Smile you're on steelhead camera!

Conservationists are cheering the first steelhead trout spawning run here since 2013.
“It’s very significant,” said Bob Brem, a founding board member of Coastal Habitat Education and Environmental Restoration, or CHEER.
He and colleagues, some of whom have fished local waters for more than half a century, worried that the prolonged absence of spawning steelhead could mean the entire native population in the Pajaro River Watershed had been wiped out.
When three or four generations of the species just never happen, “it can put a real dent in things,” Brem said.
And while they have only seen a handful of spawning steelhead so far, they are optimistic that there are many more they can’t see because recent storms have left the waterways so cloudy.
A scientific study he and Herman Garcia commissioned in the 1990s found not a single steelhead in the four-county watershed that empties into the Pacific at Monterey Bay, a devastating discovery that sent them scrambling for a reason.
Further study revealed that acid illegally dumped into one of the creeks from the agricultural industry had so thoroughly poisoned the water that it wiped out virtually all riparian wildlife and kept the steelhead away. Once legal action halted the dumping the fish returned almost immediately, according to Garcia, CHEER’s executive director.
But building their numbers back up to previous levels has always been a challenge, he said, because so many factors, both natural and man-made, can interfere with the fish’s life cycle.
Even now, although buoyed by the sightings this week of a half-dozen fish in the 25-inch range spawning and building nests in Dave’s Creek at the base of Uvas Dam, and expecting more, no one knows how big the run will be or how many of the hatch will survive to adulthood.
Since the last verified run in 2013, the fish faced severe drought conditions in 2014 and 2015, when, in order to preserve supplies, water officials drastically cut flows into the system from Uvas Reservoir.
As creeks dried up and the connections to the Pajaro River and ocean were lost, young and adult fish were trapped and died in evaporating pools.
“Then in 2016, last year, we had some Mother Nature issues. The creeks plugged up [with debris] from big storms,” he said, blocking the 40-mile migration to spawning grounds in the system’s tributaries for most steelhead.
“We actually had a couple of pairs that made it through and started spawning and laid their eggs,” Garcia recalled. “Then on March 5 and March 12 we had those two giant storms that came through and they blew out the nests.”
Volunteer crews from CHEER were ready to clear the 12 major plugs in the system, where dense mounds of tree trunks and limbs snarled the creek beds from bank to bank and made them impassable.
But rain-saturated land made access to the stream and riverbanks impossible in the winter of 2015-2016, so the cleanup was not undertaken until the summer of 2016—too late for the spawning run, according to Garcia.
“Two years of drought and then in 2016 the winter conditions created a situation that didn’t allow fish migration, then we spent the summer [of 2016] taking out those plugs so that fish could get in this winter and they came barreling in, so we got our fish back,” he said.

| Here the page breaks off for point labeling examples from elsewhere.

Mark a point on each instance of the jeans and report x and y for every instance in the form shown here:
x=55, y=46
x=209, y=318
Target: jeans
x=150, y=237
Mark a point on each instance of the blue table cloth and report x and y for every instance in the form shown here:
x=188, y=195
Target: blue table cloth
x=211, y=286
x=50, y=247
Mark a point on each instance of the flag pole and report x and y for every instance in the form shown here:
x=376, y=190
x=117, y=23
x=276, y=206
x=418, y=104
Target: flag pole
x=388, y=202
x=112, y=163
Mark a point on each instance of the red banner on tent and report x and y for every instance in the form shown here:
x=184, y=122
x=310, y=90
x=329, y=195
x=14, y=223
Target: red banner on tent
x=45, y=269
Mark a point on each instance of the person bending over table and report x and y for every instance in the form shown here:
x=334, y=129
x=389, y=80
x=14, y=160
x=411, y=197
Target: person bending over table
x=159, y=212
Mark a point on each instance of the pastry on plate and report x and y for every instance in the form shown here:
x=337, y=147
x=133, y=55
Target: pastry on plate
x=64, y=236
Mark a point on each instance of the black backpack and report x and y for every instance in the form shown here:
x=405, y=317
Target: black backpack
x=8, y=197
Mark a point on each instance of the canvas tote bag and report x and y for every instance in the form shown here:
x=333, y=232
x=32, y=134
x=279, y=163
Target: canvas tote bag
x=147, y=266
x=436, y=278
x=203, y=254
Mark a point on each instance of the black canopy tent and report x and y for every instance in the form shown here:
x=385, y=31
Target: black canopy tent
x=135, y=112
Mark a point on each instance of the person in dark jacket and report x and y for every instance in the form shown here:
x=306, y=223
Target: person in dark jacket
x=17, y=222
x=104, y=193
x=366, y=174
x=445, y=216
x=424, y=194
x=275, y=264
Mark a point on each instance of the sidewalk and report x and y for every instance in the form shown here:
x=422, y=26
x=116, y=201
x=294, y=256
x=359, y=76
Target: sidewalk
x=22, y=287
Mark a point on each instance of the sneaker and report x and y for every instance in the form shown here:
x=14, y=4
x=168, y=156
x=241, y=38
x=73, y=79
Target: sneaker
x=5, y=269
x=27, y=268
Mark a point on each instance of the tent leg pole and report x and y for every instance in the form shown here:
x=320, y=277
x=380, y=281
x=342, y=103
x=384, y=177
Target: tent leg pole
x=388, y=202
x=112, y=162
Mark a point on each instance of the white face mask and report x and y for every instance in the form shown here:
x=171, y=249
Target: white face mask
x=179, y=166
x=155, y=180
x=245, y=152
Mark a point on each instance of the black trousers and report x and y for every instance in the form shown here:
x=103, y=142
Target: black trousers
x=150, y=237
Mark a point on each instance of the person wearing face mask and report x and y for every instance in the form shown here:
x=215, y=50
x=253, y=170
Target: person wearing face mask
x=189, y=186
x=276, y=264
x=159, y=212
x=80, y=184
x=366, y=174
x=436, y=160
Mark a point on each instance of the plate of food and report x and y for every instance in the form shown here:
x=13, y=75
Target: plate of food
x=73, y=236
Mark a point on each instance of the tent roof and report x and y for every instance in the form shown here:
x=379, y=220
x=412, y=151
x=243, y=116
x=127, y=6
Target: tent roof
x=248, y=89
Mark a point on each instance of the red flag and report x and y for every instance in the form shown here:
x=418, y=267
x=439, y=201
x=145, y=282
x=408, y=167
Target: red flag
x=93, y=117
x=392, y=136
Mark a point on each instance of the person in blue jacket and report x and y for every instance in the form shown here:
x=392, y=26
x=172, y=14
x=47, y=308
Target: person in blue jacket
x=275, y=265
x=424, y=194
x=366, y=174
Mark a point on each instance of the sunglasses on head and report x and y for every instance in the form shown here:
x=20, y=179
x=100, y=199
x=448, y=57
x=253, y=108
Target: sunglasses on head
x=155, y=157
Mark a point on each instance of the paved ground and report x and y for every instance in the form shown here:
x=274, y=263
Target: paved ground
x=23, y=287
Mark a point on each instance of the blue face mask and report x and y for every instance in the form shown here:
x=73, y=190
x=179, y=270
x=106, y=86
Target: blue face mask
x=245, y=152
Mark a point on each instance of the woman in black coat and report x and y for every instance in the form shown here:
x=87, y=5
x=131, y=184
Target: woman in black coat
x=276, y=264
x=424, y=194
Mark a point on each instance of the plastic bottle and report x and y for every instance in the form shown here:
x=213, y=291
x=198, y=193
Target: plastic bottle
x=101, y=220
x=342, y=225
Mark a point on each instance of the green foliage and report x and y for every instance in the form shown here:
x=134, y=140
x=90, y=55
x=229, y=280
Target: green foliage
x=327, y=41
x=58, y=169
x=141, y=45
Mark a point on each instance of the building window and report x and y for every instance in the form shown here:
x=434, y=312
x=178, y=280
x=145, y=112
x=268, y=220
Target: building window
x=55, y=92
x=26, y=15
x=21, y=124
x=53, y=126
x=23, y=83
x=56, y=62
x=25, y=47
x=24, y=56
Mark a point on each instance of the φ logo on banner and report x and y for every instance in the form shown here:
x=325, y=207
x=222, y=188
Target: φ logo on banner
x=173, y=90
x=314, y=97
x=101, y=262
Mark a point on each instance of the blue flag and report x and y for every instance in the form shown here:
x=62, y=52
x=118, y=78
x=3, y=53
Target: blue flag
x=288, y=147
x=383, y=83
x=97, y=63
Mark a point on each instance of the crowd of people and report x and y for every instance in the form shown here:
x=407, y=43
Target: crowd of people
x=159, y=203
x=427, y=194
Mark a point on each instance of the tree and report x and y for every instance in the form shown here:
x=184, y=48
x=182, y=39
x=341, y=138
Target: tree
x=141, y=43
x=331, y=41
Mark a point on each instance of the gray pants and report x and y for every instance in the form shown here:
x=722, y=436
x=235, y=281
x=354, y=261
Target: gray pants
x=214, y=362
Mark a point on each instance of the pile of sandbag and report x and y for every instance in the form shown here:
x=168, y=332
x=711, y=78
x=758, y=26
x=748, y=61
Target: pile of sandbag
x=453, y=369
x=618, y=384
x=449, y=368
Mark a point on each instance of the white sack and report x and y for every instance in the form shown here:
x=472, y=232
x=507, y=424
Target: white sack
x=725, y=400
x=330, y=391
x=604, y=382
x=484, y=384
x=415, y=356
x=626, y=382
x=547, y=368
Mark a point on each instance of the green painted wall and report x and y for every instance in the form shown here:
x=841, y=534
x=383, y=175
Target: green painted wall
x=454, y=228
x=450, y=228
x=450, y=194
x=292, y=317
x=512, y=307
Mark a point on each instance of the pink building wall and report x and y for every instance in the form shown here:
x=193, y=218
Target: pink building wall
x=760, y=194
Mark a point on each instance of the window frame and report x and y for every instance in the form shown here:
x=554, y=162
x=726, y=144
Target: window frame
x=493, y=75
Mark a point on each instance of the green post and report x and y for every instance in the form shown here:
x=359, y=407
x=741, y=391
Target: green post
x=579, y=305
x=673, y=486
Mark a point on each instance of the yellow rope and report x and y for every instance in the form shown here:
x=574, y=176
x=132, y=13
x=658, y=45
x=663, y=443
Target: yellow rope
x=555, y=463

Steelhead trout are the same fish as the rainbow trout, but the latter spends its entire life in fresh water and the former live a major part of their lives in the Pacific. They look different as adults because of their different diets and environments.
Females can lay as many as 10,000 eggs in nests called redds, and, unlike salmon, which die after they spawn, both male and female steelhead return to the ocean and make annual spawning runs, sometimes more than once a year, during lifetimes that can last as many as a dozen or so years. They can grow to between 40 and 50 pounds.